In the two decades since, Adler, now 67, has more than doubled the company's regular fall season (from five to eleven weeks) and quadrupled its annual budget past the $3,000,000 mark. He has also introduced a widely adored spring program for offbeat operatic productions sung in English (among them Kurt Weill's Mahagonny). More important, he has launched the roving Western Opera, a company of young American singers and players that regularly tours in places as far apart as Alaska and Arizona. But it is in the cavernous War Memorial Opera House of the parent company that Adler has really made a showing. He presented the first major U.S. stagings of such operatic landmarks as Strauss's Die Frau ohne Schatten, Britten's A Midsummer Night's Dream and Berlioz's Les Troyens. He was the first to put such now celebrated Europeans as Birgit Nilsson, Elisabeth Schwarzkopf and Geraint Evans on the American stage. He has also led in giving major roles to relatively unknown U.S. singers, among them Leontyne Price. Says the grateful Price: "I sort of grew up in San Francisco, both vocally and professionally. It's definitely equal to the Metropolitan."

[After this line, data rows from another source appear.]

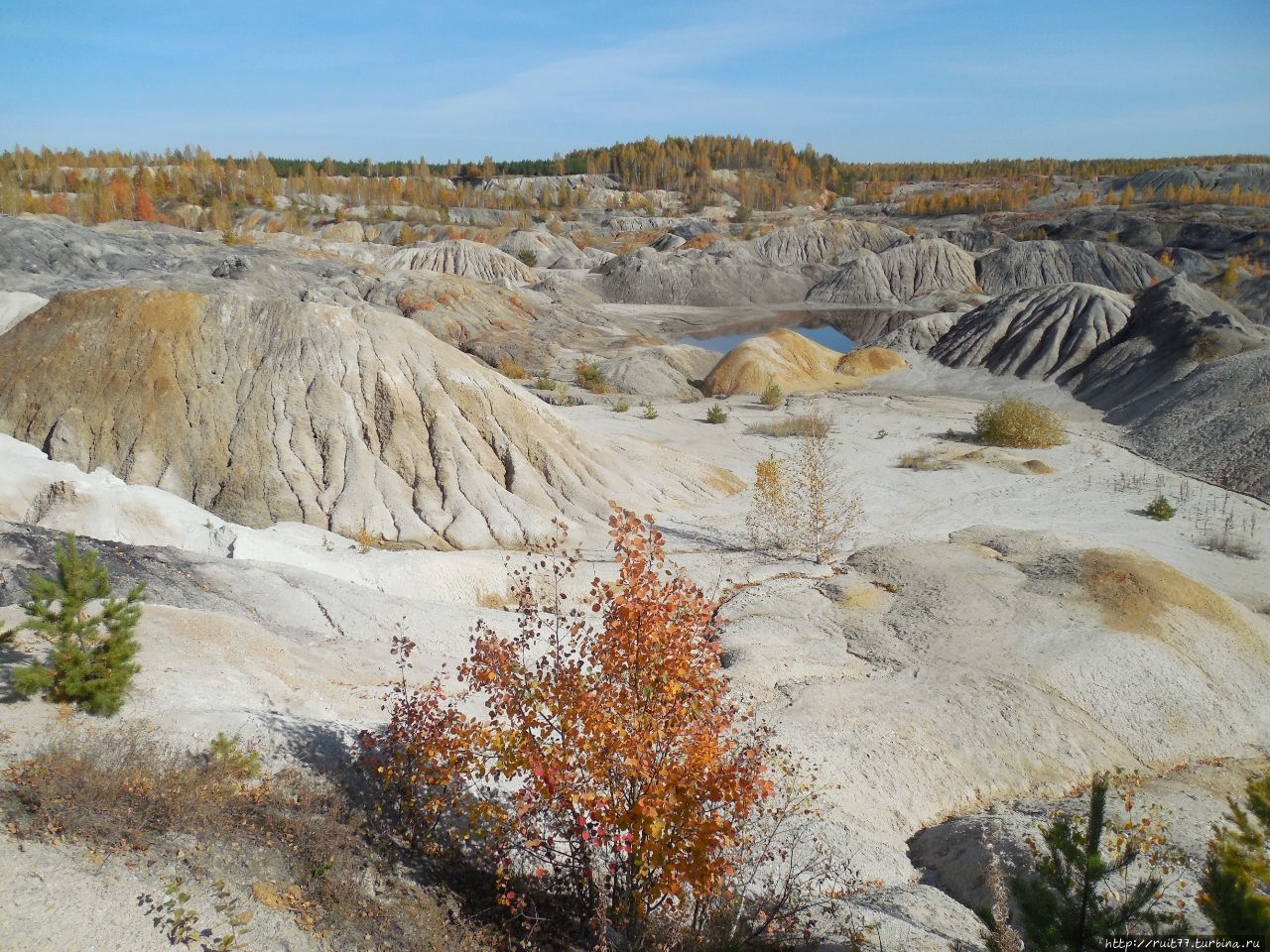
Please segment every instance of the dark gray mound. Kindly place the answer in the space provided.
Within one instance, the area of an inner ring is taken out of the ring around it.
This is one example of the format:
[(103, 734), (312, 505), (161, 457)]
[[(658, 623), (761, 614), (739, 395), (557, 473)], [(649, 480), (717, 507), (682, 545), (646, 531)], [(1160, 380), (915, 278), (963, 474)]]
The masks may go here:
[(1270, 274), (1242, 278), (1231, 301), (1248, 320), (1270, 324)]
[(1170, 185), (1173, 188), (1209, 188), (1217, 192), (1229, 192), (1238, 185), (1245, 192), (1270, 192), (1270, 162), (1231, 162), (1206, 169), (1203, 165), (1176, 165), (1171, 169), (1140, 171), (1130, 179), (1118, 179), (1113, 189), (1120, 190), (1125, 184), (1142, 194), (1148, 188), (1156, 190), (1156, 197), (1163, 195)]
[(1046, 225), (1045, 232), (1060, 241), (1101, 241), (1115, 235), (1120, 244), (1148, 253), (1158, 251), (1165, 244), (1158, 223), (1118, 208), (1082, 208)]
[(1071, 382), (1143, 454), (1270, 499), (1270, 338), (1215, 294), (1161, 282)]
[(1270, 349), (1196, 366), (1137, 409), (1130, 433), (1166, 466), (1270, 500)]
[(944, 239), (919, 239), (886, 249), (847, 251), (843, 267), (808, 292), (808, 301), (892, 303), (927, 294), (974, 291), (974, 258)]
[(753, 251), (765, 261), (782, 267), (829, 264), (843, 251), (885, 251), (903, 241), (908, 241), (908, 236), (889, 225), (836, 218), (776, 228), (754, 239)]
[(375, 284), (351, 263), (301, 258), (168, 225), (0, 216), (0, 287), (52, 297), (109, 287), (281, 297), (353, 305)]
[(1238, 308), (1181, 275), (1143, 292), (1125, 327), (1069, 377), (1078, 400), (1113, 423), (1137, 419), (1201, 363), (1267, 345)]
[(1008, 235), (999, 231), (988, 231), (987, 228), (969, 228), (965, 231), (950, 228), (941, 231), (940, 237), (974, 254), (992, 251), (996, 248), (1005, 248), (1013, 244), (1013, 239)]
[(1054, 284), (1005, 294), (964, 315), (931, 357), (949, 367), (1052, 380), (1088, 358), (1129, 320), (1132, 298), (1093, 284)]
[(806, 292), (808, 301), (898, 305), (881, 259), (872, 251), (843, 251), (838, 270)]
[(986, 294), (1045, 284), (1097, 284), (1132, 294), (1172, 272), (1142, 251), (1102, 241), (1020, 241), (977, 261)]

If San Francisco is even arguably equal to the Met, it is because Adler has prepared so long in music and drama, and because he oversees every phase of the company's operation --from program notes to the lighting on the front steps.
Courtly. Perched on the aisle in Row V at rehearsals, Adler is a fidgety puppeteer who claps his hands if the tempo is too slow, phones backstage impatiently if the chorus is flat, barks commands to his secretary, who will come in an hour early the next morning to type them up. Says Leontyne Price: "Just when you think Adler is finally holed up in his office, he will turn up in the chorus or pop out from behind a bush to tell you your train is a foot too long." A short man with an advancing paunch, soft, silver-gray hair over the collar, and kind, blue, bespectacled eyes, Adler can be ultra-suave when kissing a board member's wife, making a courtly progress through a drawing room, or wooing a soprano. "You will luff the tenarr I have for you," he coos into the phone. "He is so-o-o hawn-zum." But he is unmovable on the subject of contracts and rehearsals.
In an average year, the San Francisco Opera company settles for a dozen shows, including at least three exciting and lavish new productions. That way it has an annual deficit of $1 million. This 50th-anniversary year will be different. In addition to two complete presentations of his two-year-old "Ring" cycle, he will offer a completely new Tosca and a new L'Africaine, as well as the American premiere of the Von Einem/Duerrenmatt The Visit of the Old Lady.
One of the most decorative ornaments will be the arrival in November of a new Lucia di Lammermoor with Beverly Sills, contrite at having tried, and failed, to talk her way out of early rehearsals. "Kurt, so if I arrive two days later what is the big deal?" asked Beverly. Replied Adler: "You wanted a new production. It's yours. You wanted a first-class tenor; I can't go better than Luciano Pavarotti. You wanted Capobianco. You have Capobianco. Now you have to live up to your terms." Sills thought for a minute. "You're right," she said. "I'll be there when you expect me." Adler has that effect on a lot of people.